Le Caire, années 50 du xxe siècle. Farouk est roi. Les jasmins et les magnolias embaument. Les prétendants donnent des fêtes au pied des Pyramides pour séduire les jeunes filles. Une société élégante parle d'amour et de vanités en français, en anglais, en grec, en italien... Des immigrées distillent de l'eau de rose. Des révolutionnaires parlent, eux, de renverser le régime. Une bulle du xixe siècle occidental en plein Islam, épargnée par la guerre. Et sans doute par la réalité.
Six personnages sont emportés à leur insu par les flots de l'histoire. Soussou, ambitieuse à défaut d'être jolie, et sa soeur, Nadia, innocente et révoltée. Siegfried, Werther en quête d'amour et de destinée. Sybilla, épouse d'un diplomate, qui succombe dangereusement au vertige sensuel de l'Egypte. Loutfi, trotskiste ascétique, qui rêve de justice sociale. Ismaïl, apollon au coeur naïf, mais à la tête froide, qui trouvera son identité dans le groupe des officiers insurgés. Fatma el Entezami, mondaine vaine, riche et désabusée.
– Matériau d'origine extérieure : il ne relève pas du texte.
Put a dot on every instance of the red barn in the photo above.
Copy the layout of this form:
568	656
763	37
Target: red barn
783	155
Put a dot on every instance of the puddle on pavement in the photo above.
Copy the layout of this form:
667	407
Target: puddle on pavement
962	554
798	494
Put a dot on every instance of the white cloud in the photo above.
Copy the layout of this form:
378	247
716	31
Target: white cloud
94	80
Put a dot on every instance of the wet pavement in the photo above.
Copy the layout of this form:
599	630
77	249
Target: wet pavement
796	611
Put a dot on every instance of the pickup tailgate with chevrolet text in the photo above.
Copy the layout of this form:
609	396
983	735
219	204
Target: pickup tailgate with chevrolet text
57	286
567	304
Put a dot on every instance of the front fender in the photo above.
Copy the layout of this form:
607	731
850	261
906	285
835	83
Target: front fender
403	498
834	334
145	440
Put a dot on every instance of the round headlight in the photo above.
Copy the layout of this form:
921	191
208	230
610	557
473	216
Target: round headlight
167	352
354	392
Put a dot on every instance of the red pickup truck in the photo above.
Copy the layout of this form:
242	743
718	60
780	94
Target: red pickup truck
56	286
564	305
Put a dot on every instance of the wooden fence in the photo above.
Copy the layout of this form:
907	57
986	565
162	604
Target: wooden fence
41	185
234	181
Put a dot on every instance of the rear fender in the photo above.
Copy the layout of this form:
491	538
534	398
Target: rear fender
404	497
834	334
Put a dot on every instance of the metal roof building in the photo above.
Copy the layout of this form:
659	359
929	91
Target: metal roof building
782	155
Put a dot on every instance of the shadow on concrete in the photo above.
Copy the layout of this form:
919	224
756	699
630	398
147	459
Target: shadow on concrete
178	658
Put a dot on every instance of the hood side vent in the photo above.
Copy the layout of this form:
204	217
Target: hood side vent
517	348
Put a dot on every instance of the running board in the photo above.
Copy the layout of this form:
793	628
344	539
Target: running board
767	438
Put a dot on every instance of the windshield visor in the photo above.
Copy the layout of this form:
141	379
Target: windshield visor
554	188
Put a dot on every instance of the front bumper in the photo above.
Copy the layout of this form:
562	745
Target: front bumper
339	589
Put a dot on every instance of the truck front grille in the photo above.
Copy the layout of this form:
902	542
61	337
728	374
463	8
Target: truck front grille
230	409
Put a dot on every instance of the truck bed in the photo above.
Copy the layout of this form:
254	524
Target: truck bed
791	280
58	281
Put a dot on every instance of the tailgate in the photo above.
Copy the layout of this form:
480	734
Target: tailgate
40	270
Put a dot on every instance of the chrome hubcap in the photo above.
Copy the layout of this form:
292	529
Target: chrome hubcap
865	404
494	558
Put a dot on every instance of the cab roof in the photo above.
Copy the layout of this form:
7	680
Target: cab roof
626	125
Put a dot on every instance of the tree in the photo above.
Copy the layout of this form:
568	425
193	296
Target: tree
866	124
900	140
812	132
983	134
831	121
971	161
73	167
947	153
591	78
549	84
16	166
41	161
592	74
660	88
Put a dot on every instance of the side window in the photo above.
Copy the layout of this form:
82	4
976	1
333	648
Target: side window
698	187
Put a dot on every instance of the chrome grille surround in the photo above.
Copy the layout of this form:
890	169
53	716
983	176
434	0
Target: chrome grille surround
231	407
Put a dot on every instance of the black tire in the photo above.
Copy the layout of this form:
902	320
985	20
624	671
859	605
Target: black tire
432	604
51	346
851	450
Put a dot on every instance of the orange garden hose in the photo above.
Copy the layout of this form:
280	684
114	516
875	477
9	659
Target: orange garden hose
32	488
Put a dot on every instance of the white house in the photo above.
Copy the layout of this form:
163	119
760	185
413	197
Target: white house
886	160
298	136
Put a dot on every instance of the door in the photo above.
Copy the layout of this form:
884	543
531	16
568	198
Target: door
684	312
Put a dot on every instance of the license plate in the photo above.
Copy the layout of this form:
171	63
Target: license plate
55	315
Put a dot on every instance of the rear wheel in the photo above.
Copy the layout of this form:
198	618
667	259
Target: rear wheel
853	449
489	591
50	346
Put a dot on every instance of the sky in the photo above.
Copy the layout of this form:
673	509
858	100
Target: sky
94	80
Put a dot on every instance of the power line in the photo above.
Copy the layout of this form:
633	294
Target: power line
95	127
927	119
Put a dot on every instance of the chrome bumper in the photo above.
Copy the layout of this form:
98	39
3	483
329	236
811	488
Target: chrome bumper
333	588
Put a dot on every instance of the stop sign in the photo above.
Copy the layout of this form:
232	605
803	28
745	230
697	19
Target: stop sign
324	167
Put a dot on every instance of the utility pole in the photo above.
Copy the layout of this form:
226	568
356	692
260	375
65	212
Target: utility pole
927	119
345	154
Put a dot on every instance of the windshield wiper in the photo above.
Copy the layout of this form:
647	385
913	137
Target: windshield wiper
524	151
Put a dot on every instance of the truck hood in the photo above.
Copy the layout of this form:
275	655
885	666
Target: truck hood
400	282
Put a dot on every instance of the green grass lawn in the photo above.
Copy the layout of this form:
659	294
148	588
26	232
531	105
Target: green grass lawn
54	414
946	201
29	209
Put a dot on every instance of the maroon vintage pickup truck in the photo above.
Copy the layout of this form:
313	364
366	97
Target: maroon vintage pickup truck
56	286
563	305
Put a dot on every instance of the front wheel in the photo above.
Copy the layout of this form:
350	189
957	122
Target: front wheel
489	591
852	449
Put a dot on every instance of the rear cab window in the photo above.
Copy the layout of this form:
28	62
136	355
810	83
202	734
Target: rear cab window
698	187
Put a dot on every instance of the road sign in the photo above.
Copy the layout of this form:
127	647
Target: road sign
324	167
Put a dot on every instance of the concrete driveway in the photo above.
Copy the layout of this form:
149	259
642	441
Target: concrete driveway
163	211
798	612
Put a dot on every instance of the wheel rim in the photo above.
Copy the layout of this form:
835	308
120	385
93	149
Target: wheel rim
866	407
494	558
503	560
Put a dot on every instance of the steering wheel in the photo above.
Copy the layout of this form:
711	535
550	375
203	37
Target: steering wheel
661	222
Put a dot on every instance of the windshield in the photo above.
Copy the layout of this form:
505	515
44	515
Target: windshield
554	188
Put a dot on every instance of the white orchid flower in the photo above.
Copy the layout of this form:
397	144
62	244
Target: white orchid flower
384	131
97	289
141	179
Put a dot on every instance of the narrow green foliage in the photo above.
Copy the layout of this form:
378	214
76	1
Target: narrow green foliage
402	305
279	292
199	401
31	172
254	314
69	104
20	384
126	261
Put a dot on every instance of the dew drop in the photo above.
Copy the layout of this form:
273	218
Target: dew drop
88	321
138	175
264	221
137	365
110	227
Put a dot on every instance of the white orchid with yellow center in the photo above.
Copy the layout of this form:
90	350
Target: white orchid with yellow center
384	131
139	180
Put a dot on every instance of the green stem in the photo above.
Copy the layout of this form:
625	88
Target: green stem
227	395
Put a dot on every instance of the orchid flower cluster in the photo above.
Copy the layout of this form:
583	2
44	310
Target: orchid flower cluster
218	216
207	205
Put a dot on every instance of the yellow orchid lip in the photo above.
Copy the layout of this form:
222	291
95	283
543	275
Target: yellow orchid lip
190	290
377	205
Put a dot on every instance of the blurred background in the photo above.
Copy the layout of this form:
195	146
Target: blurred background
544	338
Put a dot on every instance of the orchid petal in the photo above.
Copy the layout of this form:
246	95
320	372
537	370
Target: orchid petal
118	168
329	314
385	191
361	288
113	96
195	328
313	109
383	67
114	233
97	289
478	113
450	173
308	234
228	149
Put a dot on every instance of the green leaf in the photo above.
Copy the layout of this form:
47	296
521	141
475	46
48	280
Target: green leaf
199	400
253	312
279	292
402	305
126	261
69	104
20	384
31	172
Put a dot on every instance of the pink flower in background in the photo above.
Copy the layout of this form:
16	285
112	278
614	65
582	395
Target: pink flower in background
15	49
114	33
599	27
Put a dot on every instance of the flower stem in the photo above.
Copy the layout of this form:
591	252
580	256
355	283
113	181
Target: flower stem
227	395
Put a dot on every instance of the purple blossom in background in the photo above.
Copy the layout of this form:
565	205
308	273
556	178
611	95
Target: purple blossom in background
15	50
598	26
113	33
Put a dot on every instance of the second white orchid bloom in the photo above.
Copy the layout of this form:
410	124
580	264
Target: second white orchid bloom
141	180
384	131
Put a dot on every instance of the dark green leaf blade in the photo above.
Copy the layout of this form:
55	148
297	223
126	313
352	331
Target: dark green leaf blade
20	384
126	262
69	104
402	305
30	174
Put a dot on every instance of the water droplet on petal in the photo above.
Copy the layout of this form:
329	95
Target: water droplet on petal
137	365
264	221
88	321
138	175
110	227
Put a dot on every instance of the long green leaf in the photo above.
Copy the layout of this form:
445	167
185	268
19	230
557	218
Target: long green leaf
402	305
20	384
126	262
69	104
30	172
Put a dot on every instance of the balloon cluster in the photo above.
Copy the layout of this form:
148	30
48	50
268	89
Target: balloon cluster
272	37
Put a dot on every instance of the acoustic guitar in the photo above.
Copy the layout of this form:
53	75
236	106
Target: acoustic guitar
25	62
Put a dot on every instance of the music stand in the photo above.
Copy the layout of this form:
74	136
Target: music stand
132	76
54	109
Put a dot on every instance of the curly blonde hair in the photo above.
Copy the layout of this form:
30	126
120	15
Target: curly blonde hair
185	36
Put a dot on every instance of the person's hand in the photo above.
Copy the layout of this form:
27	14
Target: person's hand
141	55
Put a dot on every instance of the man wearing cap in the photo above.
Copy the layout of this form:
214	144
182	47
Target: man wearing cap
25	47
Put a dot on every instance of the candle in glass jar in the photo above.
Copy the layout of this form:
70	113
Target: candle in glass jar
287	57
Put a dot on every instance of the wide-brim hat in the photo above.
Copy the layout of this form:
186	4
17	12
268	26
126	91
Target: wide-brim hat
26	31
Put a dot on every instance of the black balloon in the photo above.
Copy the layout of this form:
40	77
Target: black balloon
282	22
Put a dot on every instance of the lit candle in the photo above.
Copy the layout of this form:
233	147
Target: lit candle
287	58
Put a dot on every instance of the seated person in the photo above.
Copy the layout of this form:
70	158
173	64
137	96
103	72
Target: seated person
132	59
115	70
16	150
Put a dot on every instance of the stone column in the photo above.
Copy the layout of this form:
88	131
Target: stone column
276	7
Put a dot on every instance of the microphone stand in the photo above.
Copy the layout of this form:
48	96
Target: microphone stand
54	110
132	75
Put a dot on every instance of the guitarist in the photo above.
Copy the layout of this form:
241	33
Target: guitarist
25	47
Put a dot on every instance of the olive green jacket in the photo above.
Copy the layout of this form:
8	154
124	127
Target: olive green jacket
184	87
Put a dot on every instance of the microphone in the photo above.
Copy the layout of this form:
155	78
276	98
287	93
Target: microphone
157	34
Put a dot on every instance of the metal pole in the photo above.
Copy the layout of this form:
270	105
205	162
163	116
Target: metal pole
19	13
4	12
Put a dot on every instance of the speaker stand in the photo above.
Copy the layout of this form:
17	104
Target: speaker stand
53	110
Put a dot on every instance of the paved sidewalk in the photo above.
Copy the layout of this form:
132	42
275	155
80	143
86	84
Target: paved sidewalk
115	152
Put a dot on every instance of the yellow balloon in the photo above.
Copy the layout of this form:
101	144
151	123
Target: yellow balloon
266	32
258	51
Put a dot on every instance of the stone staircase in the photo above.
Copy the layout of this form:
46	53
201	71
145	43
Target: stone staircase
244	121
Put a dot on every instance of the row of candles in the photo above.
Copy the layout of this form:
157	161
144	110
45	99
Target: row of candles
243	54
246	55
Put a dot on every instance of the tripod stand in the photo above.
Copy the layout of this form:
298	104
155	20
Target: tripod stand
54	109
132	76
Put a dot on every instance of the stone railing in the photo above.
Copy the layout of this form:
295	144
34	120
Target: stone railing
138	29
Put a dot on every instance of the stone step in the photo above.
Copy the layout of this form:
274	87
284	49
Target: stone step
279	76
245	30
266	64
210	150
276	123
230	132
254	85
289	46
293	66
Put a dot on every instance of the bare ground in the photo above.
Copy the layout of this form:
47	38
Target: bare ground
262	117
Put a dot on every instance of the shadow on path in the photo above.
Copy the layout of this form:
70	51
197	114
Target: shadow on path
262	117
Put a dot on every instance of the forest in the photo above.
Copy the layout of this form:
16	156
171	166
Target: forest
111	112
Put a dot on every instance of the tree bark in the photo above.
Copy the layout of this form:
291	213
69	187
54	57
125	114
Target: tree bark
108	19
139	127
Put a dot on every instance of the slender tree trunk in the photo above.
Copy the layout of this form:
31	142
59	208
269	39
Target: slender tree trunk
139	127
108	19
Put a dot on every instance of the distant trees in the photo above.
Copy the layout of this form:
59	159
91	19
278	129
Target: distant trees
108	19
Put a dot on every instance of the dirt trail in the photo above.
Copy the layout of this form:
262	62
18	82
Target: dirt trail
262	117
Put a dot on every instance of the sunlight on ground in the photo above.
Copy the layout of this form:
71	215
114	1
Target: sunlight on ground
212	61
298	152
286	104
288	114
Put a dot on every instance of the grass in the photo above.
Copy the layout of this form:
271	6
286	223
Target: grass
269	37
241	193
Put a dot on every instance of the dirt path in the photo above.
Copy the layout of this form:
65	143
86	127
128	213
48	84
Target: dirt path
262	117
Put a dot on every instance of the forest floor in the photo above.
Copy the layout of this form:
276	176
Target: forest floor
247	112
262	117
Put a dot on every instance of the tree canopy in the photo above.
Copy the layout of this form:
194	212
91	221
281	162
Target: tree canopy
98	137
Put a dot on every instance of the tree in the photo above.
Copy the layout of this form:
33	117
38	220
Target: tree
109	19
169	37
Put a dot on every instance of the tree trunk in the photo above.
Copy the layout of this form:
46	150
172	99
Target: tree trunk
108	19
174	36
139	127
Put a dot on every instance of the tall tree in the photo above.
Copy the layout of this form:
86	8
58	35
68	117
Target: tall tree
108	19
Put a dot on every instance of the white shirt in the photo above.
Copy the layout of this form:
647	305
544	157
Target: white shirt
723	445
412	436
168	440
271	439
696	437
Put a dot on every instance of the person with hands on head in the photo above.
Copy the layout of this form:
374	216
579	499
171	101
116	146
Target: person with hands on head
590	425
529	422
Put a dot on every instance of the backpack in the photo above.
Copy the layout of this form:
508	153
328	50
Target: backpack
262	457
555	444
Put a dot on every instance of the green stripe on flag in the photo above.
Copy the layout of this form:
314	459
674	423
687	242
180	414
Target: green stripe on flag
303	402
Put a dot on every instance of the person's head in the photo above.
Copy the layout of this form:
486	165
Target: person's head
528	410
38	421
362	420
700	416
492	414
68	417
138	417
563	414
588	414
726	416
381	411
Tout à coup éclate l'incendie : le 26 janvier 1952, Le Caire brûle. La royauté chavire. La bulle a crevé. Les privilégiés d'hier sont sommés de choisir l'Egypte de Nasser ou l'Occident. C'est l'exil, son pain dur et surtout la perte de l'identité.
« Personne ne comprendra jamais ce que nous avons vécu... »
Un roman chatoyant, contrasté, nostalgique, d'un réalisme quasi photographique. Peut-être le plus immédiatement intime de Gerald Messadié, qui est né au Caire et a connu cette époque, ce monde.